Originally Posted by junior
DS7, on the other hand, wants more than anything to play basketball and football (of all things! lol!) with his best friends who are literally a foot taller than him!

It sounds like socially, he's doing great. Academically, he's doing great. If you remove his unusual age from the equation, you have an extremely small 2nd grader, likely to hit puberty on the late side, who is otherwise happy and successful. If he were not young, but his doctor gave him a diagnosis amounting to this, would you hold him back?

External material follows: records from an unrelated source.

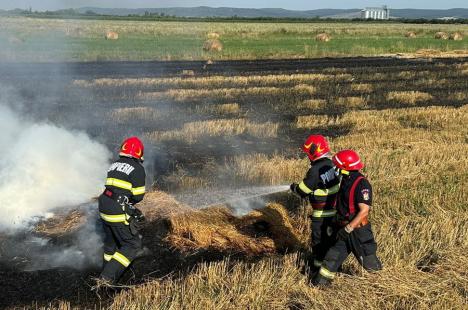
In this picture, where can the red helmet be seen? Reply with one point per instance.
(348, 160)
(132, 147)
(316, 146)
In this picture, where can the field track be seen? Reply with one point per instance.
(130, 69)
(347, 99)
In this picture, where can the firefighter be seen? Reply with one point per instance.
(125, 187)
(354, 232)
(320, 185)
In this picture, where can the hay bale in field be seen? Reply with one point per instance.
(441, 35)
(279, 224)
(213, 36)
(456, 36)
(213, 45)
(263, 231)
(323, 37)
(111, 35)
(15, 40)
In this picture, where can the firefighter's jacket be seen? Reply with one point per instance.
(321, 184)
(125, 180)
(355, 189)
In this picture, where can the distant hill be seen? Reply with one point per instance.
(204, 11)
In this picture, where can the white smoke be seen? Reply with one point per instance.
(44, 167)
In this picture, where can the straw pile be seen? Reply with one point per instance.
(111, 35)
(213, 45)
(456, 36)
(213, 36)
(268, 230)
(323, 37)
(441, 35)
(61, 224)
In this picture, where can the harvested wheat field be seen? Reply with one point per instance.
(222, 144)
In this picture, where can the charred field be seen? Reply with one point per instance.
(222, 126)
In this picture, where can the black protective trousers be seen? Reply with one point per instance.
(322, 239)
(361, 243)
(120, 249)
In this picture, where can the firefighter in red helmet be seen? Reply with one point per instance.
(320, 185)
(125, 187)
(354, 233)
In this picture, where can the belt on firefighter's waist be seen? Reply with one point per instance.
(364, 222)
(115, 218)
(323, 213)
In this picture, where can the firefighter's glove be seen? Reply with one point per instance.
(293, 187)
(139, 217)
(344, 233)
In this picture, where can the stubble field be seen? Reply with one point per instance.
(213, 127)
(33, 39)
(208, 132)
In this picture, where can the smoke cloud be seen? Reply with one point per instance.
(45, 167)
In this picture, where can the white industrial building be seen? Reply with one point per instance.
(376, 13)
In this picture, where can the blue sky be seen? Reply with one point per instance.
(291, 4)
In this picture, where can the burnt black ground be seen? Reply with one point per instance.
(227, 67)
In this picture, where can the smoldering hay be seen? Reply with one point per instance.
(43, 168)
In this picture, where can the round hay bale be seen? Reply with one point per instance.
(456, 36)
(213, 35)
(111, 35)
(323, 37)
(441, 35)
(213, 46)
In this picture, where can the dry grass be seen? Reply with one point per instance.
(323, 37)
(259, 168)
(226, 109)
(123, 115)
(213, 82)
(313, 104)
(441, 35)
(190, 132)
(213, 45)
(216, 228)
(408, 97)
(362, 87)
(213, 35)
(351, 102)
(419, 217)
(458, 96)
(111, 35)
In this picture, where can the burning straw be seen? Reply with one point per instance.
(263, 231)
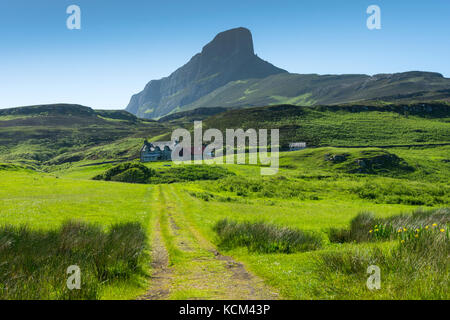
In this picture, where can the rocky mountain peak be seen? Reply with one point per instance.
(236, 41)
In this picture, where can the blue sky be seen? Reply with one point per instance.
(124, 44)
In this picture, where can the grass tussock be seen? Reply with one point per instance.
(138, 173)
(366, 227)
(265, 238)
(417, 267)
(33, 264)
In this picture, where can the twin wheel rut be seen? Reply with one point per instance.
(185, 265)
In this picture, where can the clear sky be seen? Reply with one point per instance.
(124, 44)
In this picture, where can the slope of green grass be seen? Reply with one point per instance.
(43, 202)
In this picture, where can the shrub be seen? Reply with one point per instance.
(265, 238)
(127, 172)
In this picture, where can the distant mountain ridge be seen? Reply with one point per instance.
(227, 73)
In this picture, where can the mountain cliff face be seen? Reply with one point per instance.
(227, 73)
(228, 57)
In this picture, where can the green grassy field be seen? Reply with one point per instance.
(310, 193)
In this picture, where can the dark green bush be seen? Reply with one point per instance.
(127, 172)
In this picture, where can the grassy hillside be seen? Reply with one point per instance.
(351, 125)
(313, 89)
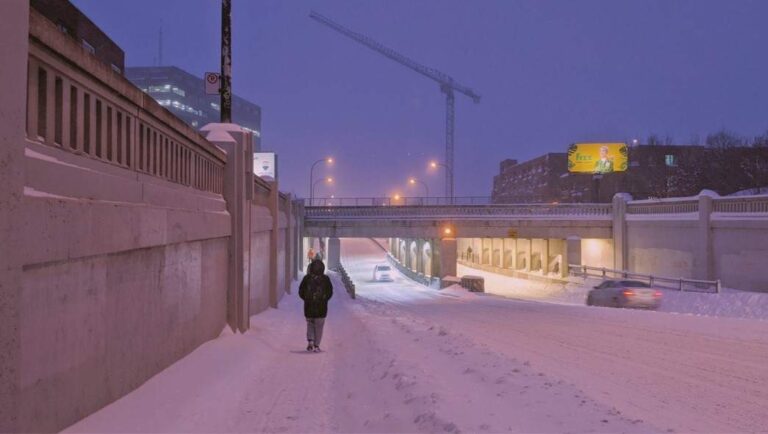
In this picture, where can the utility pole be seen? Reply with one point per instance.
(226, 61)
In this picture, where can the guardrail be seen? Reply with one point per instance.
(663, 207)
(680, 284)
(416, 277)
(482, 207)
(346, 280)
(526, 210)
(741, 204)
(94, 112)
(400, 201)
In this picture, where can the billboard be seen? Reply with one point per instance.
(265, 165)
(597, 158)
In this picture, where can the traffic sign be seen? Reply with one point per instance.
(212, 83)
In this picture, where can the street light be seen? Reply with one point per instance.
(434, 164)
(413, 181)
(328, 180)
(328, 160)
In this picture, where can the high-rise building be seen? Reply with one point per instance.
(73, 23)
(184, 95)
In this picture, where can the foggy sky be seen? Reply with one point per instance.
(550, 73)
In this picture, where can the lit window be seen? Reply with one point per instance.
(88, 47)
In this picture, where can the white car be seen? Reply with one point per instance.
(382, 273)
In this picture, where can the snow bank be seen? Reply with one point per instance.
(730, 303)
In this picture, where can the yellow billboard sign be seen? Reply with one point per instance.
(597, 157)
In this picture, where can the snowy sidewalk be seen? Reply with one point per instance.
(383, 370)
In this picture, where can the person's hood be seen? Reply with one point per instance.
(317, 267)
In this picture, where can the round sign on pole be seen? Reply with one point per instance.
(212, 83)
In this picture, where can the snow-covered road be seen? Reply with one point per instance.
(404, 358)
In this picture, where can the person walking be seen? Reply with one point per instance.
(315, 289)
(310, 255)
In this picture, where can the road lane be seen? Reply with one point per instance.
(678, 372)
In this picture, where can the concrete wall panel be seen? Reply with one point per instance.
(741, 253)
(259, 273)
(597, 252)
(662, 247)
(94, 329)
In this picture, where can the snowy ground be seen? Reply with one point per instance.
(404, 358)
(730, 303)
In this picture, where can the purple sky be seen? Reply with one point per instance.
(550, 73)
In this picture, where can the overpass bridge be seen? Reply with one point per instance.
(704, 236)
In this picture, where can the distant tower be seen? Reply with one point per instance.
(160, 46)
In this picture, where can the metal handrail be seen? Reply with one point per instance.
(679, 283)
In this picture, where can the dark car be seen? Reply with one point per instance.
(624, 293)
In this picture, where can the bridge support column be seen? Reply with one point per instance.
(13, 50)
(420, 256)
(238, 190)
(334, 253)
(572, 253)
(704, 267)
(447, 257)
(620, 247)
(407, 261)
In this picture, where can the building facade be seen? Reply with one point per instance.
(655, 171)
(184, 95)
(73, 23)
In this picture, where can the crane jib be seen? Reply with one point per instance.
(447, 86)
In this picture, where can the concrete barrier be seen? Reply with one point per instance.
(132, 238)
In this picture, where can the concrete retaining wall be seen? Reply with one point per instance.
(115, 255)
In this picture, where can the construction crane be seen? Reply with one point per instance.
(447, 85)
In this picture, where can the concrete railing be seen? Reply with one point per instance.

We look for a solution that works one kid at a time, one year at a time. It is very hard to know if the solution you think of today will actually work tomorrow. By middle school, he might need another skip to be comfortable socially, or he might have other issues that mean a change in school, or... At the beginning of 2nd grade, we had a pretty happy kid. By the end of 3rd, she was badly anxious, depressed, unwilling to dress herself or walk to the classroom, and we pulled her out to another environment. I certainly don't think everyone has this experience, but giving up today to plan for tomorrow with an unusual child (or any child, for that matter) has its drawbacks.

For this year, would it solve the problem for him to have outside athletics with other kids his own age? If you hold him back he will need to make new friends to do sports with anyway. If you ask for the school to help, would it make more sense for him to do PE with younger kids rather than all his academics with older ones? What age are his friends - in a mixed-age group, does he gravitate toward 7-year-olds, or 2nd graders?